Sweden’s royal family has its armour and weapons on display, but there isn’t all that much to see. Sweden has been officially neutral for a couple of centuries, and kings and princes don’t go into battle anymore anyway. Except perhaps for the British.

‎So I guess it is not surprising there is a children’s clothing display in the Royal Armoury. After all, there is room. The featured clothes were all worn by various princes and princesses over the centuries. It’s not the sort of thing that normally draws me, but I was there, so I looked. (The armoury is one of several free museums in downtown Stockholm, a nice feature for tourists on a budget.)
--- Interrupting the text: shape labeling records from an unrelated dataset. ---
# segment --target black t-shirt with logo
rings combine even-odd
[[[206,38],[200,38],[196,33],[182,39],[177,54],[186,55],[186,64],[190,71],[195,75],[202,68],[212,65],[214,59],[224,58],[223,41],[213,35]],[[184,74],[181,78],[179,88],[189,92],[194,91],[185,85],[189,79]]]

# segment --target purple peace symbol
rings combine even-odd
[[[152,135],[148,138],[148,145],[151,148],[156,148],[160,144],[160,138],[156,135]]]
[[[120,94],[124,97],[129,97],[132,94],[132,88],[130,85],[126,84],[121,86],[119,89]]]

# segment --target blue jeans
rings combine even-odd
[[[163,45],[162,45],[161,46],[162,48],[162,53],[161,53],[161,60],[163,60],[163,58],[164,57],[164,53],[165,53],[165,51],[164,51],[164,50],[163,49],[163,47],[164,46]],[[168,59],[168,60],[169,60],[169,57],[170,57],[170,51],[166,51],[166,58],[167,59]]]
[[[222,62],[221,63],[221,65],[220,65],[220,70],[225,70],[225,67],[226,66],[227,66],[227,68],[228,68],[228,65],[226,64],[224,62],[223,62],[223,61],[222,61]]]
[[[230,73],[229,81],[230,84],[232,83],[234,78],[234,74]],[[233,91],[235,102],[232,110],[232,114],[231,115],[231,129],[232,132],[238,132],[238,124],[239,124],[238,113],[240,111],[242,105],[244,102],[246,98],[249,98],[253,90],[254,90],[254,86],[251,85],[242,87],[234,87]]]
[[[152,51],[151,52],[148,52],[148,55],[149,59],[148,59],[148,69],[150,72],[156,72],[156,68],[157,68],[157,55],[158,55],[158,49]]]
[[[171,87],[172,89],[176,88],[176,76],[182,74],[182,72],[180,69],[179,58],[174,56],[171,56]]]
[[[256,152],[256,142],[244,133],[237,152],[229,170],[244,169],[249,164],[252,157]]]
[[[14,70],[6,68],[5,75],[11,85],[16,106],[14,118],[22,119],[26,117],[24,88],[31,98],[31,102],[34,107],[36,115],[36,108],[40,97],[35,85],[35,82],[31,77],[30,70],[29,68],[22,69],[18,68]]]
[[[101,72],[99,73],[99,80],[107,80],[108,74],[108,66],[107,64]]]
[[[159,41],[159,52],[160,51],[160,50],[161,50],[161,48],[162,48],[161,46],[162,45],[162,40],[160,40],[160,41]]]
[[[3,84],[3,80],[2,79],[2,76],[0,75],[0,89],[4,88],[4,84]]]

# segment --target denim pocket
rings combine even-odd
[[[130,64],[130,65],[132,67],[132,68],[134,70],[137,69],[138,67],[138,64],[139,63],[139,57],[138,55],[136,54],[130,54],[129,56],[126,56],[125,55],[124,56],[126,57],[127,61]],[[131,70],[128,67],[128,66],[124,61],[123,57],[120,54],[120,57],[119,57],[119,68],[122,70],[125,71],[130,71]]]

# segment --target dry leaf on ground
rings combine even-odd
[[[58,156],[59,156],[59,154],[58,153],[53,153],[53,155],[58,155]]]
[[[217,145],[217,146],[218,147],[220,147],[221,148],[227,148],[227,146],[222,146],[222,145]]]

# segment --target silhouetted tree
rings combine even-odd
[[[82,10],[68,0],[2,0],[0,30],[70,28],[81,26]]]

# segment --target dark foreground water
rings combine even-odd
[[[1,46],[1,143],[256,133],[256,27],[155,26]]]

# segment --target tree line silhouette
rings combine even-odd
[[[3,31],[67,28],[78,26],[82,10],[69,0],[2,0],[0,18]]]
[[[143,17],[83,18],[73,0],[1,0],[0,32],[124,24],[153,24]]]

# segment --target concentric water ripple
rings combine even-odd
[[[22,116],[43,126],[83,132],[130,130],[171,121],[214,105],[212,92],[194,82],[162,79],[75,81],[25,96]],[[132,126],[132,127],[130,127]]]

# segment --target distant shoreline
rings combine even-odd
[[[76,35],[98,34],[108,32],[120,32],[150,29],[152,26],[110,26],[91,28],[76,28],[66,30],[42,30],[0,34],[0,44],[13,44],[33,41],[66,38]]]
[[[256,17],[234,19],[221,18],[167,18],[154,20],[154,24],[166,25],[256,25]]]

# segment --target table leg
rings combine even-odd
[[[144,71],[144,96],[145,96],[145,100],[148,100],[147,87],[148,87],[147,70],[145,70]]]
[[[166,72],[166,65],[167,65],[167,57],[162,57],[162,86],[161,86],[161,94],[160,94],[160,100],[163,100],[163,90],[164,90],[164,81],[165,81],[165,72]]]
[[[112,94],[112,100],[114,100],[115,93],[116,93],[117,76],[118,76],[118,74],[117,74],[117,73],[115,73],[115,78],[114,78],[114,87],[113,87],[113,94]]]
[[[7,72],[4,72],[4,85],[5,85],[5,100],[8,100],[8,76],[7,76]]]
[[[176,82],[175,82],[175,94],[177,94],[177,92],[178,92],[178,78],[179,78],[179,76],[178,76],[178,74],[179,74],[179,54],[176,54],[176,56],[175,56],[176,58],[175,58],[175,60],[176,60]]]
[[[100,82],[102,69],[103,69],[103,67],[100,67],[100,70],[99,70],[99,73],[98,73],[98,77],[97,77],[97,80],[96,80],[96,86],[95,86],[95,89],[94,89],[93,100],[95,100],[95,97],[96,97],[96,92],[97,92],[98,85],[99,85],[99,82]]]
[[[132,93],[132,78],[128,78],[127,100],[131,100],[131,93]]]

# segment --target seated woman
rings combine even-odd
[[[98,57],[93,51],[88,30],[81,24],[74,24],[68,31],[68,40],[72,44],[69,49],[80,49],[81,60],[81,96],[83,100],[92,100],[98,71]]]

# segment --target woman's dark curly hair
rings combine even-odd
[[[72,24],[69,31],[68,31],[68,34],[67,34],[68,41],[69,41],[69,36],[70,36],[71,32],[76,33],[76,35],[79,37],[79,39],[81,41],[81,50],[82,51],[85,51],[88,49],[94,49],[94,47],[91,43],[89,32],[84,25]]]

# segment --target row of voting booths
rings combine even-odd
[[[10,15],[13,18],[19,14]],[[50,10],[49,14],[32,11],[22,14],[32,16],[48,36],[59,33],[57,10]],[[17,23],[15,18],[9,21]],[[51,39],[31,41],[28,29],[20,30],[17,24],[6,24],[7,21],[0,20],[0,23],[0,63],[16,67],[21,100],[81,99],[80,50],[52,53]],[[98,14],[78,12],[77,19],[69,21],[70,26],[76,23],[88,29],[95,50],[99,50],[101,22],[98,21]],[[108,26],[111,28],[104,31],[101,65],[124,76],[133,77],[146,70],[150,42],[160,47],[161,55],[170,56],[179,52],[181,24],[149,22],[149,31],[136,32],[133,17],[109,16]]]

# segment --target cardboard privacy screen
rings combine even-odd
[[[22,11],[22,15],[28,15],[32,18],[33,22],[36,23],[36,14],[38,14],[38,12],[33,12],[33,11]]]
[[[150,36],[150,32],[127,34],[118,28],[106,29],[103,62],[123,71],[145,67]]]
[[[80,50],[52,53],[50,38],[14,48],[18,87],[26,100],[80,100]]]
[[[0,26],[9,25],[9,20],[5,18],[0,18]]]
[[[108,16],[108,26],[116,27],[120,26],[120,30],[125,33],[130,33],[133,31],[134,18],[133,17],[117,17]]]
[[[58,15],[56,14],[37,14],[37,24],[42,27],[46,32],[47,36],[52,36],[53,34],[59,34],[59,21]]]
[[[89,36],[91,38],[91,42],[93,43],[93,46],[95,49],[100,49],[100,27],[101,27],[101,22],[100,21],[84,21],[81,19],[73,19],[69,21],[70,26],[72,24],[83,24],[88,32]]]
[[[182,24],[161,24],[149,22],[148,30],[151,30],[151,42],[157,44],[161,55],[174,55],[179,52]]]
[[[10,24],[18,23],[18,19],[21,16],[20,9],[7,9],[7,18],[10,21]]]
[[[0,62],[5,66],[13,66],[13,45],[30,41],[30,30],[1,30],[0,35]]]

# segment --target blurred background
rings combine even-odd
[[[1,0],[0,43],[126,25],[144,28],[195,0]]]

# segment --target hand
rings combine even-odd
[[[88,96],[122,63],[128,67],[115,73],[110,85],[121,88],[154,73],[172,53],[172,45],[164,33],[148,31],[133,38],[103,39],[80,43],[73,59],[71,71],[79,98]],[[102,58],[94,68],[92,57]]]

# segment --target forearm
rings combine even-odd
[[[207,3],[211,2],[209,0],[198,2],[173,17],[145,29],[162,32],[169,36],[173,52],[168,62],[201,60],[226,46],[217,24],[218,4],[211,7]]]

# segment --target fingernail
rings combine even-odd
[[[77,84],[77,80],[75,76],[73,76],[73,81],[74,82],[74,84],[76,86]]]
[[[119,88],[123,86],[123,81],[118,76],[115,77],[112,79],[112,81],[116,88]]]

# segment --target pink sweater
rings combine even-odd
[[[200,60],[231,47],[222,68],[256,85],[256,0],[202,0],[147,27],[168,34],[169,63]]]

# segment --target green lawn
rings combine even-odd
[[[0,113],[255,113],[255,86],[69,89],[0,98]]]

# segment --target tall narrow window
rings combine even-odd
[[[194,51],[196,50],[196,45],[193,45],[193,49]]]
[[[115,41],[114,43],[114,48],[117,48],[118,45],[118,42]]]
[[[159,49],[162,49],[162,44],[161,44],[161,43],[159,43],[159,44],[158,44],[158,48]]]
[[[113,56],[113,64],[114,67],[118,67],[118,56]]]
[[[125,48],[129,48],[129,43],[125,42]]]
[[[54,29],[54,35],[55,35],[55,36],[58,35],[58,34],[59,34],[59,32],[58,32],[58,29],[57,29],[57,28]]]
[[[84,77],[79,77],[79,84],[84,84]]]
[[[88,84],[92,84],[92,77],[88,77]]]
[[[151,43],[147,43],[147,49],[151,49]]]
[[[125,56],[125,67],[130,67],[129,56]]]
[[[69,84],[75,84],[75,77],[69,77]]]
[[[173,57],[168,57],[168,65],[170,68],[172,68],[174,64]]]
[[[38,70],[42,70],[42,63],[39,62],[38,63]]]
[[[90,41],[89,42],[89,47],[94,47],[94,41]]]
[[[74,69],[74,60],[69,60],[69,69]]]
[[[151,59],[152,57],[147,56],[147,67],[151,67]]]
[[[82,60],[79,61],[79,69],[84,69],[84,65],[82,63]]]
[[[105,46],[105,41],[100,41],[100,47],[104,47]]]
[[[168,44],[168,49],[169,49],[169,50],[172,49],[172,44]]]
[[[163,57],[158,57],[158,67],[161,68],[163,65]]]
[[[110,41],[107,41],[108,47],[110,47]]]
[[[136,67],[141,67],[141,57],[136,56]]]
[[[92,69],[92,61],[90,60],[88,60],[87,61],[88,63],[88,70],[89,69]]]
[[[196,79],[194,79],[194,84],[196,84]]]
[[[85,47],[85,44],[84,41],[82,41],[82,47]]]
Apparently, a little more than 100 years ago the idea of wearing folk costumes from other cultures was popular with Swedish royalty (and I presume society at large for those who could afford it). I’m surprised they admit it. And was even more surprised to find on prominent display a set of clothing for a young Canadian aboriginal boy. I know it’s not an American costume because of the flag.

I’m a little surprised, given the cultural sensitivities in Canada that the costume was still on display. I guess there have been no protests like there would be in Canada over something like that. Or maybe the Swedes don’t care about being politically correct.

That’s probably not it.




  1. Sweden is too politically correct – Muslims openly decry homosexuality yet, Swedish Law prosecutes public complaints against the Quran doctrine on rape.
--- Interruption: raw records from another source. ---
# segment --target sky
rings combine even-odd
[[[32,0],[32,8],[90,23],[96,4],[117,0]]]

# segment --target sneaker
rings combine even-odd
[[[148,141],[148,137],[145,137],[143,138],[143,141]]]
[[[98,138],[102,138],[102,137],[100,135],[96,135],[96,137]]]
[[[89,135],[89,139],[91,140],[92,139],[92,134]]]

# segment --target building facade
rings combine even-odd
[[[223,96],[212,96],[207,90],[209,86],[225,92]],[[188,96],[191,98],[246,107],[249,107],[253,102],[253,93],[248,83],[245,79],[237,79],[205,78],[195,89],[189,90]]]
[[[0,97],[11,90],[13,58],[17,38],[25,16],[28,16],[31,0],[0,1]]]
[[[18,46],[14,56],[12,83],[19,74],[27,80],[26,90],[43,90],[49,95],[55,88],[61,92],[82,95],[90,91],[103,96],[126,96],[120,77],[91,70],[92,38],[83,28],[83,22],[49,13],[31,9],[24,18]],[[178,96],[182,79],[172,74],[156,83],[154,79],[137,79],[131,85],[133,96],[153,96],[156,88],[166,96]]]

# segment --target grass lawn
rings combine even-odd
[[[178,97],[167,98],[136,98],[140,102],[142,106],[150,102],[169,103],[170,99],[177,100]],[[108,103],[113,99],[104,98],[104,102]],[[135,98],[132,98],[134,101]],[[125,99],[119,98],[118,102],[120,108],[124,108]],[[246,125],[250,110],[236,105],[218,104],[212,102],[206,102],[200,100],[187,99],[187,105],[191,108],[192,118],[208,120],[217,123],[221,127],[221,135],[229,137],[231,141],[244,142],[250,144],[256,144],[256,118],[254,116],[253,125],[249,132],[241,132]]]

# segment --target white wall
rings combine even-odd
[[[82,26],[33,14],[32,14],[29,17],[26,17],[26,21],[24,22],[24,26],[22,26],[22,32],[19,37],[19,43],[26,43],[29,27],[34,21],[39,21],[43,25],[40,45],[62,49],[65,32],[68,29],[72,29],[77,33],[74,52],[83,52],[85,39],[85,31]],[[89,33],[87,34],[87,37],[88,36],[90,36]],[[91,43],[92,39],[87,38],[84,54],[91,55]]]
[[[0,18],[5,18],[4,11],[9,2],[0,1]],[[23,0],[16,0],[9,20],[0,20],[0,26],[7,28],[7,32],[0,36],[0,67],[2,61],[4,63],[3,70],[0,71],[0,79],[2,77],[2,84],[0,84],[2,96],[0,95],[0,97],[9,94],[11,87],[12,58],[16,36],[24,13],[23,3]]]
  2. This leaves me totally curious; wanting to know more. To whom was it given? By whom was it given? Did some child in the palace of the day actually don this according to the custom you mention? Perhaps in the context of those times it wasn’t really politically incorrect.

    1. They didn’t specifically name which future king wore it. I’m sure it was acceptable for the times – I was just surprised that the revisionists hadn’t had it removed.